Why pragmatism and creativity are essential ingredients to rapidly scaling your API-first product strategy

By David Vilf

Elevator Pitch

We’re an API-first company that solves the complex problem of identity fraud for a large, global customer base. We’ll share stories of how we’ve adopted and adapted our API growth and governance strategy, product development process, and approach to developer experience as we’ve scaled.

Description

We recognise the value of good developer experience at Onfido, and that a good API experience is essential to expose our product in a reliable, efficient, and scalable manner to our thousands of customers globally, representing multiple verticals and company maturity stages, as well as millions of end-users (b2b2c product). As we’ve grown and scaled as an organization, our approach has adapted along with the size and shape of our company! We’re excited to share perspectives and examples of how to maintain product predictability with pragmatism yet leaving room for creativity, for a successful API-led product strategy in a high-growth industry. We also want to present lessons we’ve learned along the way, and the tradeoffs we’ve made to deliver a product experience in this space with customer needs at the core.

Notes

This talk submission ties in with the official topic option “API strategy & governance and how they relate to API documentation”. I’m submitting this talk proposal on behalf of myself and my colleague Phoebe and we intend to present this talk jointly within the 30mins time slot.

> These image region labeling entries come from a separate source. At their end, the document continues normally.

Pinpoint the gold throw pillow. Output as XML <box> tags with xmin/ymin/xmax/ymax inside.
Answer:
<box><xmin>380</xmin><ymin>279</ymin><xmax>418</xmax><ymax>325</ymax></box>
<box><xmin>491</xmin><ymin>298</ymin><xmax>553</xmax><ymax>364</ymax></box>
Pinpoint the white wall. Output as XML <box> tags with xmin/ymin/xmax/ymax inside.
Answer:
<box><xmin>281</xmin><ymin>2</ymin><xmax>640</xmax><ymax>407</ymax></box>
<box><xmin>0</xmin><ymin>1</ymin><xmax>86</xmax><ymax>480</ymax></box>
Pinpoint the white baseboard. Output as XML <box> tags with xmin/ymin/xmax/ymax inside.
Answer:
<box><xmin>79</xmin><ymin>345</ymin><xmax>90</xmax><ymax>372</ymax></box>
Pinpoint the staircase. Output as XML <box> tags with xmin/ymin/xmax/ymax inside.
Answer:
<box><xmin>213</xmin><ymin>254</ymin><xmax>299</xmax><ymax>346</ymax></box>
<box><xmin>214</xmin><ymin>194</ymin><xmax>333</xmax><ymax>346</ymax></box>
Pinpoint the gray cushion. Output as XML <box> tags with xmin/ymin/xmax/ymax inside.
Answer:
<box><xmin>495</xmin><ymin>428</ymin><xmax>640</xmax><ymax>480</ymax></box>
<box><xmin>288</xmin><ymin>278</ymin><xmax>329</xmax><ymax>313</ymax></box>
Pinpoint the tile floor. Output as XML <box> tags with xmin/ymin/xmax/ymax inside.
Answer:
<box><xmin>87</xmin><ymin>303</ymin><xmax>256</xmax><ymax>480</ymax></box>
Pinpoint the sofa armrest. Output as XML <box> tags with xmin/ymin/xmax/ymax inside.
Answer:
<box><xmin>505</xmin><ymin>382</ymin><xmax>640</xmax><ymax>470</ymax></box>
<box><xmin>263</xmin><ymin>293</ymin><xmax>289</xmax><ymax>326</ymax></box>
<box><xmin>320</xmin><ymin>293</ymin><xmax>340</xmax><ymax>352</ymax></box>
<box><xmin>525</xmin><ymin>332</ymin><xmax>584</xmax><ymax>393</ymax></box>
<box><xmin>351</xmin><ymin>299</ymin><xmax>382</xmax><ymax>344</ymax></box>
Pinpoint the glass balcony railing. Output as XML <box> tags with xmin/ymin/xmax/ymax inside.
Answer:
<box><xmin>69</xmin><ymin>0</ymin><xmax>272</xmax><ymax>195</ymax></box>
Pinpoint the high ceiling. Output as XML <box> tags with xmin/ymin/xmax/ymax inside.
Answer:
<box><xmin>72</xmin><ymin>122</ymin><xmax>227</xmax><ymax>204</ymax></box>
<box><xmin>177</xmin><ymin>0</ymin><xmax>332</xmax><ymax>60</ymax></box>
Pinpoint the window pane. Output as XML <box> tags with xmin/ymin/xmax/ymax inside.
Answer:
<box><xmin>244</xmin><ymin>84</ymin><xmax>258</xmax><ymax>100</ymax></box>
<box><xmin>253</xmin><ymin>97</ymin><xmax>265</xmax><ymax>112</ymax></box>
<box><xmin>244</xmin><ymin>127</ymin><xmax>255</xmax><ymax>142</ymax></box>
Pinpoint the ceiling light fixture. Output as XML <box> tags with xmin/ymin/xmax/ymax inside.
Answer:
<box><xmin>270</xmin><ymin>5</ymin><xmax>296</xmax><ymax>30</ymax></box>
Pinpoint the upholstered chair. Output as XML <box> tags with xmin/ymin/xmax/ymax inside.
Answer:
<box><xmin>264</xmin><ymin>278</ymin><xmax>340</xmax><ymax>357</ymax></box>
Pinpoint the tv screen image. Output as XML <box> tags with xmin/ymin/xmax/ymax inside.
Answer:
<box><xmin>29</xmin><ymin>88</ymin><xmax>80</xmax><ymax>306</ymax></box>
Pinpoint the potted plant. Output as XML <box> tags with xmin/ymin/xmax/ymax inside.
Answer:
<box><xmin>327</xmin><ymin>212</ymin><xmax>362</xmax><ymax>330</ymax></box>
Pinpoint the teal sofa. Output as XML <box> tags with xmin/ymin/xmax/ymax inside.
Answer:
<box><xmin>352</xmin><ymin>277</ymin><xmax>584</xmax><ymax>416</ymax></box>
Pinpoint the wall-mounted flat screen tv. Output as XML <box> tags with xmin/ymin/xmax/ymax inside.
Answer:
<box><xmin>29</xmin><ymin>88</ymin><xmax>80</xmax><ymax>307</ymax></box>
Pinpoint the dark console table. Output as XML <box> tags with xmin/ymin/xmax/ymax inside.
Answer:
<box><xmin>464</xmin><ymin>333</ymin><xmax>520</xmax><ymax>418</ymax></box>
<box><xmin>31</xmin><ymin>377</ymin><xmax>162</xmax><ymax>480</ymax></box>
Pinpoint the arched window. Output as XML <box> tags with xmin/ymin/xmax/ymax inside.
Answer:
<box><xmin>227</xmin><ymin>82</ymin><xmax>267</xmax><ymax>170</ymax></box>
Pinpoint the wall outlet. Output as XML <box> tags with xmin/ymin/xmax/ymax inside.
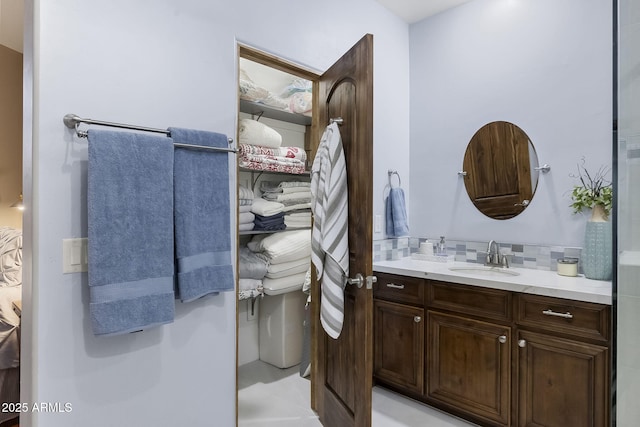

I currently lead our product team at Onfido looking after our API and integration experience (we think about developer experience more holistically than just developers), and Phoebe is a technical writer in the team. With the extensive learnings we’ve made being at Onfido in a hyper-growth environment, where we’ve had to adapt our API governance, roadmap and use plenty of EQ internally with other product teams and externally with our customers, we would like to give back to the community and share best practices and demonstrate examples that have worked best for us, while putting these into the larger context of API product strategy so that the full audience can benefit form it and apply what we share. I’ve been working as a product manager in a startup (from seed to Series-B) and a scale-up (Series-D and beyond) environment, in both cases API-first product experiences so have seen how API strategy evolves as a function of company maturity. Phoebe who is one of our key technical writers in the team will be able to share a range of examples of how we approach out integrator experience strategy to ensure ease of use, and drive adoption as well as ship a delightful experience to our users.